Former Browns general manager Tom Heckert obviously considered Richardson a unique talent. Unfortunately, for the Browns, Richardson cracked a couple of ribs in a week two game against the Bengals and had to deal with pain the rest of the season.

Now fully healed, Richardson will surely be the focal point of offensive coordinator Norv Turner’s offense. Ideally, Richardson stays healthy and vastly improves upon his 950-yard total of last season, removing pressure from the shoulders of quarterback Brandon Weeden.

The team that selects the 5-11, 231-pound Lacy will be getting a player similar to Richardson, which means a low center of gravity and plenty of power. Finally getting a chance to start with Mark Ingram and Richardson gone, Lacy rushed for 1,322 yards and scored 17 touchdowns on 204 carries last season. Lacy split time with freshman standout T.J. Yeldon.

Lacy took advantage of the nation’s best offensive line, showing strength and an ability to spin off tacklers. Lacy lacks great outside speed (4.55). He caught 22 passes for 189 yards and two touchdowns.

Lacy’s stock might have slipped when he didn’t work out at the combine because of knee and pectoral injuries. Beyond durability concerns, Lacy has to show that his production wasn’t simply because of the line in front of him.

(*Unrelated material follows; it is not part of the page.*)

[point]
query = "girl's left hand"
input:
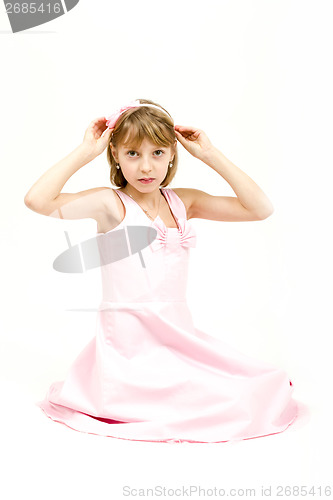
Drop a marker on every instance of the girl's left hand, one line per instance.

“It all depends on how you look at it,” he said. “I feel as though we complement each other because you have a great offensive line and you have a great backfield as well, so I don’t feel as if one position is doing good because of the other.”

Another big producer last season was Montee Ball of Wisconsin. Ball (5-11, 214) won the Doak Walker Award as the nation’s best running back, piling up 1,830 yards and 22 touchdowns on 356 carries.

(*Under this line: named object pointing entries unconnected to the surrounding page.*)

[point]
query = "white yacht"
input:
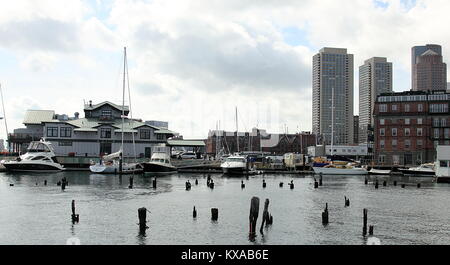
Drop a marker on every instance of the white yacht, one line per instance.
(159, 163)
(235, 164)
(422, 170)
(442, 164)
(39, 157)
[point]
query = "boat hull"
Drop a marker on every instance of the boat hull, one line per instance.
(32, 167)
(339, 171)
(158, 168)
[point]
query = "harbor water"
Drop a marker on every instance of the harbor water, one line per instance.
(34, 214)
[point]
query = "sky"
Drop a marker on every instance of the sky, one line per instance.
(192, 63)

Ball doesn’t have great speed, but his instincts are above average. He holds up well and should develop into a workhorse-type back. Ball didn’t add much to the passing game, catching just 10 passes for 72 yards.

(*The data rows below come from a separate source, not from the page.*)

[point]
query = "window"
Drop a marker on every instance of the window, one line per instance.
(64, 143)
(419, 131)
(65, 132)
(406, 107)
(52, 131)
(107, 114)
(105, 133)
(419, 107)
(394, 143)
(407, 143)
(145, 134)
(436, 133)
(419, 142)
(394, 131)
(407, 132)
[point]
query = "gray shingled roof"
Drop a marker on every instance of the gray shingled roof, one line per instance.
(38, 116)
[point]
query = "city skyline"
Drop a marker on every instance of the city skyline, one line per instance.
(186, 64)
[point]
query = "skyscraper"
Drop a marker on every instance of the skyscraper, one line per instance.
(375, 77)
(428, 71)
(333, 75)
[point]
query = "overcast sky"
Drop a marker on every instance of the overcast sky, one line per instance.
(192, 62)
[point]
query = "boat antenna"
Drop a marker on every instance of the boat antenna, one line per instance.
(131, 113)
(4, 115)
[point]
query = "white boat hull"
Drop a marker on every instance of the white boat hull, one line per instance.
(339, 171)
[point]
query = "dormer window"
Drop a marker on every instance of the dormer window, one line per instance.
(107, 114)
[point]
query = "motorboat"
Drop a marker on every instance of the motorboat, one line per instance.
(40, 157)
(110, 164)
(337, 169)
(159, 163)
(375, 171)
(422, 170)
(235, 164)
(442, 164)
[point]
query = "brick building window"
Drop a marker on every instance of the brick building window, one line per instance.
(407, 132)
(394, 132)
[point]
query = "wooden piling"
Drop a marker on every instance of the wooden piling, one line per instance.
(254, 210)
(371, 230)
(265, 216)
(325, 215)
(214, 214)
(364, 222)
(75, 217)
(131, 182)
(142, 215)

Ball could slip into the second round, but he understandably thinks he’s a first-round talent.

gI know that I can help a team win,” he said. “That’s what I truly believe. My film shows that.”

Johnathan Franklin set the UCLA single-season rushing record last season with 1,734 yards and 13 touchdowns on 232 carries. Franklin (5-10, 205) has good speed and the ability to make people miss, but he had just 25 career receptions.

Ball security has to be a concern for scouts. Franklin had 22 fumbles on 846 career touches. He fumbled three times during a five-game stretch last year.

Lonnie Pryor of Florida State could be the first fullback selected. Pryor (6-0, 227) took on more of a role as a runner last season, gaining 376 yards and scoring eight touchdowns on 47 carries. He’s not a strong lead blocker, which will drop his draft stock to the later rounds.